Oscar-nominated Iranian director Asghar Farhadi, whose film The Salesman opens Friday in Philadelphia, says he will boycott the Academy Awards ceremony on Feb. 26, even if he is allowed to enter the country.

Farhadi's home nation is one of seven affected by a temporary 90-day immigration ban President Trump put into effect Friday by executive order. The ban, which also affects people traveling from Iraq, Syria, Yemen, Sudan, Libya and Somalia, affects individuals seeking any form of entry into the country, including a temporary visa.

Farhadi's film is his third Oscar nomination. He won Best Foreign Language Film in 2012 for his fifth feature, A Separation.

When nominated, Farhadi expressed his happiness over the honor in a statement, saying, "What I have strived for in my filmmaking has always been to create a sense of empathy toward my characters. Empathy meaning understanding the conditions and situations of other human beings who very much resemble us."

Previously, Farhadi said he had planned to attend the ceremony and use the platform to voice his opposition to "unjust" policies already adopted by President Trump's administration. He changed his mind upon hearing of Friday's executive order, which he said added even more "ifs and buts which are in no way acceptable to me even if exceptions were to be made for my trip."
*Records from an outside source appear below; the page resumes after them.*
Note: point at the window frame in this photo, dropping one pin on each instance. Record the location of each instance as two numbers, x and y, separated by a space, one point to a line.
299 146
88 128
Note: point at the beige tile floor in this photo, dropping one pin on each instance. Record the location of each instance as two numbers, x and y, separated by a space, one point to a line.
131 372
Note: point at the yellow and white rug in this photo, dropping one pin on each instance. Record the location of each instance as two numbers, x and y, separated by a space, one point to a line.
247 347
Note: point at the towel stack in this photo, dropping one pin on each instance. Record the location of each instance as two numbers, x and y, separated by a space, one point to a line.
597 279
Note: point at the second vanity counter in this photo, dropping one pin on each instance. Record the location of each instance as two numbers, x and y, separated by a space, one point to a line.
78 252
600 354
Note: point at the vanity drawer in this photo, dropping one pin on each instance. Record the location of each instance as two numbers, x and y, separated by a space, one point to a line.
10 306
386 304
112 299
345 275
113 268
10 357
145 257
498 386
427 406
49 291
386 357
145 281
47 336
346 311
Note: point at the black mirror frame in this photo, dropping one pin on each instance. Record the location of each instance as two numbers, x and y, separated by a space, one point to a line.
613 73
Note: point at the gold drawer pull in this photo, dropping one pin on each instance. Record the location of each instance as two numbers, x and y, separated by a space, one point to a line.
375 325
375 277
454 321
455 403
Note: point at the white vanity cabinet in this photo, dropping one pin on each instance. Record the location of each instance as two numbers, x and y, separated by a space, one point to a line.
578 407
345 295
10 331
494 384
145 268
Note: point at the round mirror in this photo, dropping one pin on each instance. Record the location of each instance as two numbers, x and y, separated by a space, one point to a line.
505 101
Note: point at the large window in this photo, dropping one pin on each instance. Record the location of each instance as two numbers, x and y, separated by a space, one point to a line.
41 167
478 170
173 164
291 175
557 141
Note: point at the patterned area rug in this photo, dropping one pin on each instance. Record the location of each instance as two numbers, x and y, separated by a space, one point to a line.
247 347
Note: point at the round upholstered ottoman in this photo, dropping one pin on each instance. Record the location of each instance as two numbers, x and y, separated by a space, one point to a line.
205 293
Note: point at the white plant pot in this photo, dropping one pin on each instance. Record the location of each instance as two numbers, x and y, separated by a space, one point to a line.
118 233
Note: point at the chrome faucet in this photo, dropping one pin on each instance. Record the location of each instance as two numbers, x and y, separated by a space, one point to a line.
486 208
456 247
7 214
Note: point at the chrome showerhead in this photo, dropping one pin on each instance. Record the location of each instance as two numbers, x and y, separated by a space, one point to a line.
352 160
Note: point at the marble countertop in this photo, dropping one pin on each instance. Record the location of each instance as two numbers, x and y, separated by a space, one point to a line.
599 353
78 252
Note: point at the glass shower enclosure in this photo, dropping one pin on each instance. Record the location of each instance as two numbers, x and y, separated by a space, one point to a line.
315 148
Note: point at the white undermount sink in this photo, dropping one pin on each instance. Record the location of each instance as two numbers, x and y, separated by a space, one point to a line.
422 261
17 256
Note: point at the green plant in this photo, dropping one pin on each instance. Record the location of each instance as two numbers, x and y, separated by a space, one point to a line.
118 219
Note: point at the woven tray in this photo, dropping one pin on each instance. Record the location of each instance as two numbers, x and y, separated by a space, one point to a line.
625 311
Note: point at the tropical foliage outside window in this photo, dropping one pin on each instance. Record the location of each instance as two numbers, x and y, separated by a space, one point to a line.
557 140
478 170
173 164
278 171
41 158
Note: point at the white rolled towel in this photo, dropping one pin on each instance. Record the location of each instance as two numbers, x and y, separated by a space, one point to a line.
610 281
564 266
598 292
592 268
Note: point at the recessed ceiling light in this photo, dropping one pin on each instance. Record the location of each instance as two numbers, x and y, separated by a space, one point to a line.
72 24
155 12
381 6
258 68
The Academy of Motion Picture Arts and Sciences on Monday afternoon bemoaned that Farhadi might be banned from attending the Oscars. "The Academy celebrates achievement in the art of filmmaking, which seeks to transcend borders and speak to audiences around the world, regardless of national, ethnic, or religious differences," said the Academy.
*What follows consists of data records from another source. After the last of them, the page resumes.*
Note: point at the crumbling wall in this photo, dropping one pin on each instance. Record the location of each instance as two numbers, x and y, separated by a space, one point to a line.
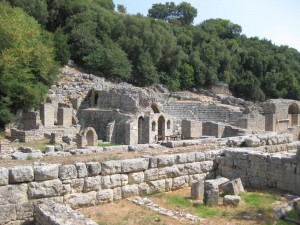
88 184
257 169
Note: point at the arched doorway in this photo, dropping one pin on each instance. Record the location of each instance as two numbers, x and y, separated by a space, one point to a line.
294 112
161 127
90 138
155 108
140 129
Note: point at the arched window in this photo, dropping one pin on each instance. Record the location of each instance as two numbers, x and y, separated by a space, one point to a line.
169 124
153 126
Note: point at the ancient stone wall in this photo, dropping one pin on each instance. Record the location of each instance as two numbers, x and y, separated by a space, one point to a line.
257 169
87 184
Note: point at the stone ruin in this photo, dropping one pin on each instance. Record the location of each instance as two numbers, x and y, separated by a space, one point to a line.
256 143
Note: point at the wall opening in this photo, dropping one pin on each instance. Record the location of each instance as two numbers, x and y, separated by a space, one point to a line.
90 138
153 126
294 112
155 108
140 129
169 125
96 99
161 128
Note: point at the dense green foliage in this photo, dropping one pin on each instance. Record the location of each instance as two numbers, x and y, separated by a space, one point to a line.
162 48
27 65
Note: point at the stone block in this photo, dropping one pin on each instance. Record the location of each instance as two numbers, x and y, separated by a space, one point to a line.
46 189
81 170
234 187
144 189
192 168
7 213
165 160
180 182
130 191
81 200
104 196
117 193
168 172
92 184
157 186
24 210
93 168
21 174
134 165
67 172
231 200
46 172
13 194
151 174
136 178
77 185
3 176
197 189
111 167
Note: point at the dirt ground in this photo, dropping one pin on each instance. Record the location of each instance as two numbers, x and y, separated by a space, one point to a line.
126 212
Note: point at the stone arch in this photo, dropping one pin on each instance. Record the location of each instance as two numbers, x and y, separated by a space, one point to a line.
90 136
140 129
161 127
168 124
155 108
96 97
294 112
153 125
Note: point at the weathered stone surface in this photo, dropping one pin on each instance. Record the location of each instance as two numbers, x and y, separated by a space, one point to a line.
67 172
114 181
192 168
3 176
45 189
13 194
7 213
165 160
104 196
234 187
130 190
81 170
168 172
77 185
206 166
134 165
51 213
231 200
197 189
180 182
24 210
111 167
135 178
151 174
92 184
157 186
80 200
21 174
117 193
46 172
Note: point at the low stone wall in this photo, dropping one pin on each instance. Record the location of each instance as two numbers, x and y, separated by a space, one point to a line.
257 169
53 213
94 183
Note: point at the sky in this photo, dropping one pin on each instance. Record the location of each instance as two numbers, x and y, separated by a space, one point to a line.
275 20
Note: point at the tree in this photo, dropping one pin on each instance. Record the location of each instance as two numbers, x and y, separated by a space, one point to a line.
184 12
26 61
121 8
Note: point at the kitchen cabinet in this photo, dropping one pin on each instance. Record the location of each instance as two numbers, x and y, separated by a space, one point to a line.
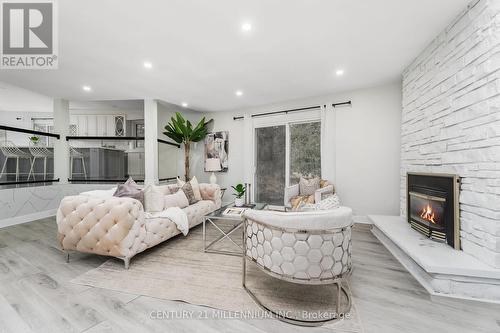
97 125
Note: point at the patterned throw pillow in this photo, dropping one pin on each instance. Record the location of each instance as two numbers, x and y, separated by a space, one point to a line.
153 198
188 191
194 185
308 186
178 199
300 200
332 202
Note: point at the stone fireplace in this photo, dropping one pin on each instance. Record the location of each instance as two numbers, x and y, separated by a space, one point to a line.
432 206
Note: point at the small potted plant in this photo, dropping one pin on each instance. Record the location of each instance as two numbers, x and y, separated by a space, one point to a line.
34 140
239 192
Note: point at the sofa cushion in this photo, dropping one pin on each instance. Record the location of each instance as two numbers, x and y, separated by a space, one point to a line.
178 199
331 202
130 189
188 191
196 188
197 211
194 185
154 198
319 220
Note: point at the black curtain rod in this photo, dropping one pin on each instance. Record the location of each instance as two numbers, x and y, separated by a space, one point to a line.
277 112
24 130
78 180
22 182
292 110
167 179
111 138
341 103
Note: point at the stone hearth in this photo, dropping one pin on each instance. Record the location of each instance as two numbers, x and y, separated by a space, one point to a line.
439 268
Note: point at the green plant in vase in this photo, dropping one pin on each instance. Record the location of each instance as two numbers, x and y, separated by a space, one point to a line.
181 131
34 140
239 192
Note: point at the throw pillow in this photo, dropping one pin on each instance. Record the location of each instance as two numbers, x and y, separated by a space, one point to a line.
131 190
153 198
178 199
196 188
308 186
188 191
172 188
194 185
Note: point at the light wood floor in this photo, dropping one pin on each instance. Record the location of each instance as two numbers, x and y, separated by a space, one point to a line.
36 295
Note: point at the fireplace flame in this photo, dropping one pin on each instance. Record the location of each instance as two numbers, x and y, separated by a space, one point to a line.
427 214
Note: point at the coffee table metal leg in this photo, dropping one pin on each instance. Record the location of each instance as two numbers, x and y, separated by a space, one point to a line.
204 235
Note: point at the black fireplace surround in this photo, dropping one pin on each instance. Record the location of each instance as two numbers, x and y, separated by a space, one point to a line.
432 206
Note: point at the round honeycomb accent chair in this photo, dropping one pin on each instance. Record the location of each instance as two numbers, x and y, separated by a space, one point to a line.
308 248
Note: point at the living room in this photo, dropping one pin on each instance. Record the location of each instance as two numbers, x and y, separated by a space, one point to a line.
262 166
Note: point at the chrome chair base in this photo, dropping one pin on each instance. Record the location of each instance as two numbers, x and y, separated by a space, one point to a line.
299 322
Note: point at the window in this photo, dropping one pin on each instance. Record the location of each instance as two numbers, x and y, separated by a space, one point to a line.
305 151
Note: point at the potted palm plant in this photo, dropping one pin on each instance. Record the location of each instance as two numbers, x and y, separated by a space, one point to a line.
181 131
239 192
34 140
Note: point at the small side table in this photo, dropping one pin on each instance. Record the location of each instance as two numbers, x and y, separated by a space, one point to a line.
222 191
214 219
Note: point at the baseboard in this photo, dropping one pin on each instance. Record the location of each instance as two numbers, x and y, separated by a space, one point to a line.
363 219
27 218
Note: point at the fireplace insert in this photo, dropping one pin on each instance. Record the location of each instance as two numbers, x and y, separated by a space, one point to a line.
432 206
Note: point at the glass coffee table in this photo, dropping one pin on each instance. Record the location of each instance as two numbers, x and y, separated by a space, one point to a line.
216 219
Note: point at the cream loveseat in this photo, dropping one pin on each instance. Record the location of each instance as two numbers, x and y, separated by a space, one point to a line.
117 227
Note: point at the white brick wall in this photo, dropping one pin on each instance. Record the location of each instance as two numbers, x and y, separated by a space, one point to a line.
451 121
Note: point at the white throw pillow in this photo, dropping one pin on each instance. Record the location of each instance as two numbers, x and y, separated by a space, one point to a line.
196 188
194 185
153 198
178 199
332 202
180 182
308 186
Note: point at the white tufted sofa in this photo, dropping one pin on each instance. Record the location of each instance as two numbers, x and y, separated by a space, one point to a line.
117 227
312 247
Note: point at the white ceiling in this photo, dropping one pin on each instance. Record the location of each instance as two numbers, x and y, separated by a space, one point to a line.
201 56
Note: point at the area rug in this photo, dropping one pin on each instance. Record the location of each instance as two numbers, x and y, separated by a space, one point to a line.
179 270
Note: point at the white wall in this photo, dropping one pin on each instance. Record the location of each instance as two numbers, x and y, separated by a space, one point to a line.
451 122
366 141
25 204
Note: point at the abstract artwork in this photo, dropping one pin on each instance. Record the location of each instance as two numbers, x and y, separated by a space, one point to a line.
216 149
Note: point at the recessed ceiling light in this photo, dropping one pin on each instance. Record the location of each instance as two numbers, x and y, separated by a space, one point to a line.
246 27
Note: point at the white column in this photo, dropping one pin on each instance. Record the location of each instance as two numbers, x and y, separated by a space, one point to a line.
248 156
328 143
150 141
61 146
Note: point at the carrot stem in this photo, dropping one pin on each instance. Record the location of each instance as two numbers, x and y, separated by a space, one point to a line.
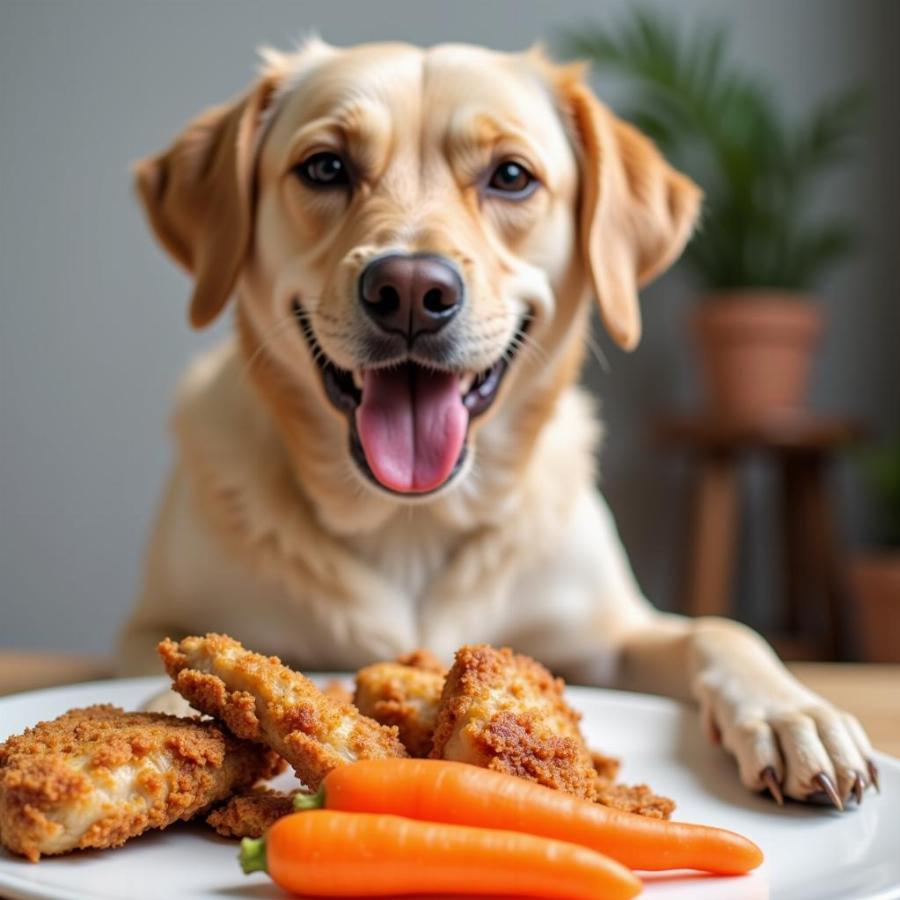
304 802
253 855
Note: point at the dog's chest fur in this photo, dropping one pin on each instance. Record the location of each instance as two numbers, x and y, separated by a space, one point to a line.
262 566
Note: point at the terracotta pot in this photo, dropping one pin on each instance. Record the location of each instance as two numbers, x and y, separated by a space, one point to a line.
875 582
756 350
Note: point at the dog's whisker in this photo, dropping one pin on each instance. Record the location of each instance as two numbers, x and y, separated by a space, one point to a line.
596 352
279 327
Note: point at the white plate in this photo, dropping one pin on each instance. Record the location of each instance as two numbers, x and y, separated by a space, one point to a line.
811 853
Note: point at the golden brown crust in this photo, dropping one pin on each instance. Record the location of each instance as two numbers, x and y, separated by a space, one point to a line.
422 659
95 777
405 694
251 813
506 712
260 699
337 690
606 769
636 798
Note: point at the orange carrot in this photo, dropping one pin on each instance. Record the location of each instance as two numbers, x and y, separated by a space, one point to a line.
335 854
461 794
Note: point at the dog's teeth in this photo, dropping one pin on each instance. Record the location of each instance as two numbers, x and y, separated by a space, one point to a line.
465 383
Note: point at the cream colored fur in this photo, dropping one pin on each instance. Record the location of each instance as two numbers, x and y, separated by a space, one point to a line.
267 531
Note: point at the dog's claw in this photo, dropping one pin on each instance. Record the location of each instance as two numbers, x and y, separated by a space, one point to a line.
873 775
828 788
859 785
770 780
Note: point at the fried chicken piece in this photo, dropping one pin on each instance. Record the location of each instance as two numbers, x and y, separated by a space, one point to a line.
262 700
338 691
405 693
506 712
422 659
251 813
95 777
636 798
606 768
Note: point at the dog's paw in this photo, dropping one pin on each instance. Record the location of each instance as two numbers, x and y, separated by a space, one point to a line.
788 740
"As supporters of filmmakers—and the human rights of all people—around the globe, we find it extremely troubling that Asghar Farhadi, the director of the Oscar-winning film from Iran A Separation, along with the cast and crew of this year's Oscar-nominated film The Salesman, could be barred from entering the country because of their religion or country of origin."

Farhadi, 45, is known for films that examine relationships in contemporary Iran. His stories are populated by young, well-educated Iranians navigating the demands of marriage. His seventh feature as director, The Salesman, stars frequent Farhadi collaborators Shahab Hosseini and Taraneh Alidoosti as married actors starring in a new stage production of Arthur Miller's Death of a Salesman. The film follows the effects, both personal and professional, of a domestic crisis involving the police.

In his statement, Farhadi criticized the actions of "hard-liners" across the world. "Hard-liners, despite their nationalities, political arguments and wars, regard and understand the world in very much the same way," he said. "In order to understand the world, they have no choice but to regard it via an 'us and them' mentality, which they use to create a fearful image of 'them' and inflict fear in the people of their own countries."

The Trump administration has not released a response to statements either by Farhadi or the Academy.